Serena sat on the bed edge. Her face was pale, gray eyes seemingly focused on something far away, her shallow breaths such as one might use while holding something fragile or dangerous. Serena's peignoir lay open, the dark-blue silk rippling back to reveal her rounded belly.
"Lie down on your side," Doctor Cheney said, and took a stethoscope from his bag. The doctor pressed the instrument to Serena's stomach, listening attentively a few moments. He nodded to himself and lifted the bright-steel bell from Serena's skin, freed the stethoscope's prongs so the instrument hung around his neck.
"All is well, madam," Doctor Cheney said. "It's normal for women to be susceptible to minor, sometimes even nonexistent pains, especially when with child.

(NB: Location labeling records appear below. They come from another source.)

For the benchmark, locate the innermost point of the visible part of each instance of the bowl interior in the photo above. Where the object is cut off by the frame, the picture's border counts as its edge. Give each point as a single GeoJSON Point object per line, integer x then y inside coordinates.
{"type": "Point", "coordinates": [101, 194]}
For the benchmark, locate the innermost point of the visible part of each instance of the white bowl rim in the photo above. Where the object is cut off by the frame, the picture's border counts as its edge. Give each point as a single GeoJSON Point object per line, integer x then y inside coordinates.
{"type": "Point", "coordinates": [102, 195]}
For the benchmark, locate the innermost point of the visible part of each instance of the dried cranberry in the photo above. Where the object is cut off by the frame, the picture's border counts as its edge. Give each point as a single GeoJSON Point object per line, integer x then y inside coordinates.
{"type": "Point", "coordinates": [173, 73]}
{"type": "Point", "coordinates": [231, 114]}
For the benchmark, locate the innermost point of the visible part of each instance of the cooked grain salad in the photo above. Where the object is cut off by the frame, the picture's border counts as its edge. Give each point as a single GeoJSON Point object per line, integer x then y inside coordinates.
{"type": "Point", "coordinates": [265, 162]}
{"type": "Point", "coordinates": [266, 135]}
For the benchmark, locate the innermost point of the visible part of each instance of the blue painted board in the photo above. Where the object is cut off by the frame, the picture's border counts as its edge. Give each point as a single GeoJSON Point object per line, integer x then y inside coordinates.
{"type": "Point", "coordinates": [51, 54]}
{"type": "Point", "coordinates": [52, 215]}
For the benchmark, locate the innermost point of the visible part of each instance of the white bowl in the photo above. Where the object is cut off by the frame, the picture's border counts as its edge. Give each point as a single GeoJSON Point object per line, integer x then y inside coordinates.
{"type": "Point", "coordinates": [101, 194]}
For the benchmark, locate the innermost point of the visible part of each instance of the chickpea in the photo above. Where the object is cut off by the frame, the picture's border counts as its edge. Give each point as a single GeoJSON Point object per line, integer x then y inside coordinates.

What you're feeling is probably a mild gastrointestinal upset, or to put it less delicately, excessive gas."
"Mrs. Pemberton is no malingerer," Pemberton said as Serena slowly raised herself to a sitting position.
Doctor Cheney placed the stethoscope back in his physician's bag, pinched its metal snap closed.
"I don't mean to imply such. The mind is its own place, as the poet tells us, and has its own peculiar reality. What one feels one feels."
Pemberton watched Cheney flatten his hand as if preparing to pat his patient on the shoulder, but the physican wisely reconsidered and let the hand remain by his side.
"I assure you that she will be better by tomorrow," Doctor Cheney said when they stepped back out on the porch.
"Is there anything that will help until then?" Pemberton asked, nodding at Galloway sitting on the steps. "Galloway can go to the commissary, to town if necessary."
"Yes," Doctor Cheney said, addressing Galloway. "Go to the commissary and fetch your mistress a bag of peppermints. I find they do wonders when my stomach is sour."